Even though it can be difficult to resist checking up on your meat, try to lift the lid as little as possible. Temperature and smoke are vital to the process of smoking and both of these components are lost as soon as you sneak a look underneath the lid. Try not to fiddle around too much: If you’re planning on checking up on the food or want to tend to the fire or the water pan, just do all three at once and minimise the amount of the time that the lid is up. In short: Relax!

3. Don’t Overdo It.

It can be tempting to throw on a lot of woodchip in the hope that it will increase flavour but very often all this will ensure is that wood will become too prominent in the recipe. A good tip to help fight this urge and make sure you’re not overdoing it is to smoke your meat for approximately half of the overall cooking time. Planning on cooking ribs for four hours? Smoke them for two and let the heat do the rest.

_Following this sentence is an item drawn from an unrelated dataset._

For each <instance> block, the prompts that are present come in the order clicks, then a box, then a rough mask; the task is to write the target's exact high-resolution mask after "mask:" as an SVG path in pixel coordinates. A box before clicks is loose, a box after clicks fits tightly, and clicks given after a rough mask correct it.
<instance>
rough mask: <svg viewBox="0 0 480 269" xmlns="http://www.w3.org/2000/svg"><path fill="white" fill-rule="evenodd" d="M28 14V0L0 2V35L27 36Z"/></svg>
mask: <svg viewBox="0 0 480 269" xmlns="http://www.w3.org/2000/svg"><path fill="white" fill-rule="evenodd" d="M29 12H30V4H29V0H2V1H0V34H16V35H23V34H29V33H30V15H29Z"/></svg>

4. Pay attention to the smoke.

Put simply: White smoke is a good sign while black smoke most definitely is not. Black smoke indicates that the woodchip needs to be moved around a little and the air is becoming trapped so be sure to keep your eyes peeled. While white smoke flavours the food and is what you should be aiming for at all times black smoke simply means your meat won’t taste anywhere near as good.

5. Check Your Vents

Your bottom vents should be wide open and it’s well worth checking them to make sure that they are not clogged up with ash. Similarly, the top vents on the lid should also be open. In addition, your top vents should be positioned away from the direction that the smoke is travelling: This draws the smoke over your food meaning that it spends more time under the lid flavouring your food before leaving through the vent.

If you follow these tips you’re sure to end up with meat the Smoking good!